Cohort Retention Analysis
Cohort Retention Analysis groups customers by the month they were acquired and tracks what percentage remain active each subsequent month. The result is a retention curve (or matrix) that shows whether retention is improving over time. This is the board-level metric every retention firm reports — and the gap between Wallefy and generic loyalty platforms.
How to read a cohort retention curve
X-axis: months since acquisition. Y-axis: % of cohort still active. A healthy curve flattens (most retention loss in months 1-3, then stable). A bad curve keeps dropping indefinitely. Compare cohorts across acquisition months to spot whether your retention is improving — newer cohorts retaining at higher rates means your product is getting better.

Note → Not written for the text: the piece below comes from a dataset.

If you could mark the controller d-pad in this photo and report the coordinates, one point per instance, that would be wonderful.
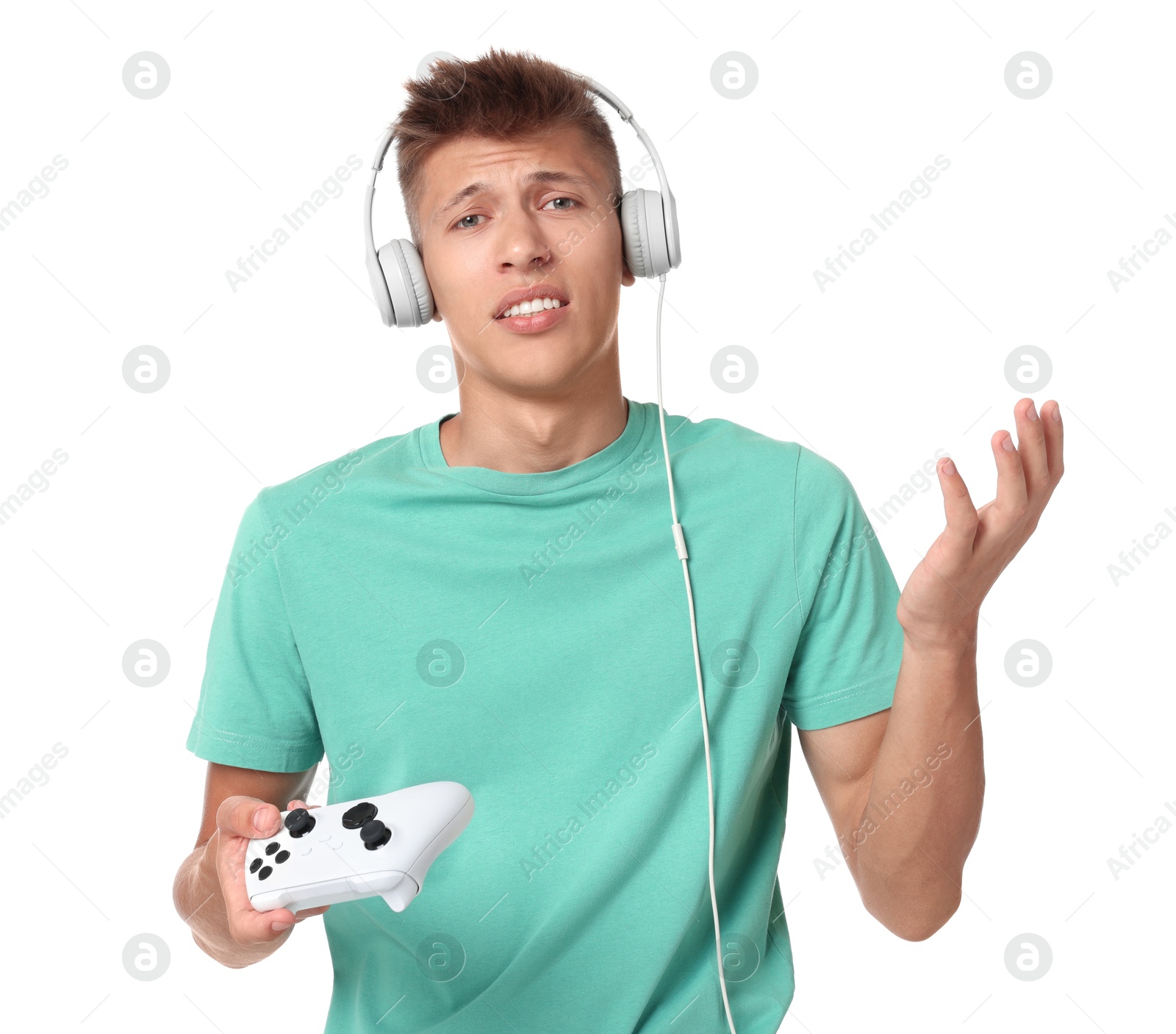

Industry cohort retention benchmarks
Healthy 6-month cohort retention by industry: coffee 35-50% (daily ritual stays sticky), gym 60-80% (commitment + sunk cost), medspa 50-70% (treatment cycles), dental 75-90% (recall cycle), HVAC 25-40% (seasonal lumpiness), retail 30-45% (commodity competition), ecommerce 20-35% (high competition).
How to use cohort data
Find the dropoff cliff — typically months 2-4 for most local businesses — and design lifecycle automations to fire BEFORE that cliff. For coffee that's a 5-7 day "we miss you" push. For medspa a 60-day reactivation. For HVAC a 90-day pre-seasonal nurture. The right intervention at the right cliff doubles retention.